Berikut surat Setya Novanto yang ditujukan kepada pimpinan DPR

“Bersama ini saya selaku Ketua DPR RI sedang menghadapi kasus hukum proyek E-KTP yang disidik oleh KPK. Saya mohon pimpinan DPR RI lainnya dapat memberi kesempatan saya untuk membuktikan tidak ada keterlibatan saya, dan untuk sementara waktu tidak diadakan rapat pleno, sidang MKD terhadap kemungkinan menonaktifkan saya baik selaku Ketua DPR RI maupun selaku anggota dewan. Demikian permohonan disampaikan”.

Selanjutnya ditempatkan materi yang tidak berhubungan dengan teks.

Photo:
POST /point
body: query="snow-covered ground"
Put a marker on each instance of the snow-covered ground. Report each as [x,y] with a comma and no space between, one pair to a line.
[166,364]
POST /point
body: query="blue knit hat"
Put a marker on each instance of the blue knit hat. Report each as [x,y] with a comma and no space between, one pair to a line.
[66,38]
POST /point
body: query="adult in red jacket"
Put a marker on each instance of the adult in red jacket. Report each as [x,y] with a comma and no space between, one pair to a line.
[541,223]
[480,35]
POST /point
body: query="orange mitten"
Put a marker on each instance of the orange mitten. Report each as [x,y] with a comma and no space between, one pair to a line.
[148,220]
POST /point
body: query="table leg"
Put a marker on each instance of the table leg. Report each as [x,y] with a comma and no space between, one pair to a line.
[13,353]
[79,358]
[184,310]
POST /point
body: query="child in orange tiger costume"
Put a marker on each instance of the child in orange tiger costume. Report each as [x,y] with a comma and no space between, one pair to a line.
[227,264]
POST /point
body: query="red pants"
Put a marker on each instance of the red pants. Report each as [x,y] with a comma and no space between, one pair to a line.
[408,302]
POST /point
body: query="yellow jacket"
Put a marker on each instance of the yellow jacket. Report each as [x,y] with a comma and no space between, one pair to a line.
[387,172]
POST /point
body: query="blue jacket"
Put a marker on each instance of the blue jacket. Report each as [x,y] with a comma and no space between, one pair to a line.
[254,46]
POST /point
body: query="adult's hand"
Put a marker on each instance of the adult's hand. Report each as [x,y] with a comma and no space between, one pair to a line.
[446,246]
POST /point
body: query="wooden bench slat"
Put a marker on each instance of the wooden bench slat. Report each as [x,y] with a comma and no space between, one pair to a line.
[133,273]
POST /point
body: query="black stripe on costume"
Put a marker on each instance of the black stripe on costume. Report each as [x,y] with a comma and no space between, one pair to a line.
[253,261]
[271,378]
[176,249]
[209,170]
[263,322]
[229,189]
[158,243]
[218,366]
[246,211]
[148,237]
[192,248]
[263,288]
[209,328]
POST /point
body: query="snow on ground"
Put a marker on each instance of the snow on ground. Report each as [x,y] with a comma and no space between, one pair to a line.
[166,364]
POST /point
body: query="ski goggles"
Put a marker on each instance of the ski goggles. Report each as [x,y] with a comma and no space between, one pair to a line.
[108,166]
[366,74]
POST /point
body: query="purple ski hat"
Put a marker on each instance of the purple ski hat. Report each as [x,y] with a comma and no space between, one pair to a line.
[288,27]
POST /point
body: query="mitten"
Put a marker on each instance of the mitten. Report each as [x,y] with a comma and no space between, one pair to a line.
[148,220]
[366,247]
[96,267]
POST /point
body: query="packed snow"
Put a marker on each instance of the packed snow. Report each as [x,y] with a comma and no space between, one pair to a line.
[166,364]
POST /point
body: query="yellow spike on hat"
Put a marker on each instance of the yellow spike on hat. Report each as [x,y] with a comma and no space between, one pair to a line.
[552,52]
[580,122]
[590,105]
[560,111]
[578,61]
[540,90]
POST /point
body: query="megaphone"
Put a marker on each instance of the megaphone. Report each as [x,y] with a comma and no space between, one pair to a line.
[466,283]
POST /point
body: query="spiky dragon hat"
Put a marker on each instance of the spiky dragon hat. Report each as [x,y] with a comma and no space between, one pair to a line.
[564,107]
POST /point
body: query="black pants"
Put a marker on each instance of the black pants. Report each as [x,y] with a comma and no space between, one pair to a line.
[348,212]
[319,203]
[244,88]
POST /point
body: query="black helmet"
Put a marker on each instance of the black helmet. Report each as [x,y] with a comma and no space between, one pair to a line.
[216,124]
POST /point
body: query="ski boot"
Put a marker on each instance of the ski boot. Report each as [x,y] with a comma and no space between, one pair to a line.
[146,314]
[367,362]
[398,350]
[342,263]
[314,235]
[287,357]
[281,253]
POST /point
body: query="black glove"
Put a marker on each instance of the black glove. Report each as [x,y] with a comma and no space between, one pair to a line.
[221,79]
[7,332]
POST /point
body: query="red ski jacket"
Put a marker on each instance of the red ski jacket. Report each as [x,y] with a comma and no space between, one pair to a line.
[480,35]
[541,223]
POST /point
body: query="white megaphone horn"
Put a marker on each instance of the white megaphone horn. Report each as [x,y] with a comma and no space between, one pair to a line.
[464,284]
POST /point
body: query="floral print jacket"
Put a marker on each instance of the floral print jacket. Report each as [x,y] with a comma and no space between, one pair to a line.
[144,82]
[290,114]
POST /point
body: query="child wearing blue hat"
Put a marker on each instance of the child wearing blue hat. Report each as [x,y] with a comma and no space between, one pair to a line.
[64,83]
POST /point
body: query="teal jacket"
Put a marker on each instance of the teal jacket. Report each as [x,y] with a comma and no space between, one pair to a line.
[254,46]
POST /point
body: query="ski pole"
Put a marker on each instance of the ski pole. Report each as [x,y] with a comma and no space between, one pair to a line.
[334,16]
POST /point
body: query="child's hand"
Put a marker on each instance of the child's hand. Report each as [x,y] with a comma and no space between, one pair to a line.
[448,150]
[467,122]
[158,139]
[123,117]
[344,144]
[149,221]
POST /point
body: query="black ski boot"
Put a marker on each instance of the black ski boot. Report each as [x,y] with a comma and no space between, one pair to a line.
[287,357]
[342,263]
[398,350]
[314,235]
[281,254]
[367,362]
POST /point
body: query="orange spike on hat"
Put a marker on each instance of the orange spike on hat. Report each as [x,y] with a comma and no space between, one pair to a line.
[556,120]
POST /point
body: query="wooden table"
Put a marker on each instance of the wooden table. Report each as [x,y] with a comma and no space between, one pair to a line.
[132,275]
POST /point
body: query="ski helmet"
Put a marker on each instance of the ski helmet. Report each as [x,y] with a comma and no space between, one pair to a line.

Surat itu beredar, Selasa, 21 November 2017.

Wakil Ketua DPR Fahri Hamzah membenarkan surat tersebut dari Setya Novanto. Menurut dia, Novanto masih sebagai Ketua Umum Golkar yang sah menegaskan belum ada rekomendasi dari Partai Beringin.

“Surat itu berikan informasi bahwa Ketum Golkar mengambil keputusan untuk memproses atau menunda proses pergantian Ketua DPR sampai proses hukum diselesaikan,” tutur Fahri.

Ketua Mahkamah Kehormatan Dewan (MKD), Sufmi Dasco Ahmad mengatakan MKD menunda rapat internal dengan pimpinan fraksi membahas soal jabatan Ketua DPR Setya Novanto.

“Kami kan mengadakan rapat internal MKD dengan agenda konsultasi dengan fraksi-fraksi, itu kan mendadak. Sementara di dalam undangan kita, kita minta supaya rapat internal MKD yang agendanya konsultasi itu supaya dihadiri pimpinan fraksi, tidak dapat diwakilkan,” kata Dasco di gedung DPR, Jakarta, Selasa 21 November 2017.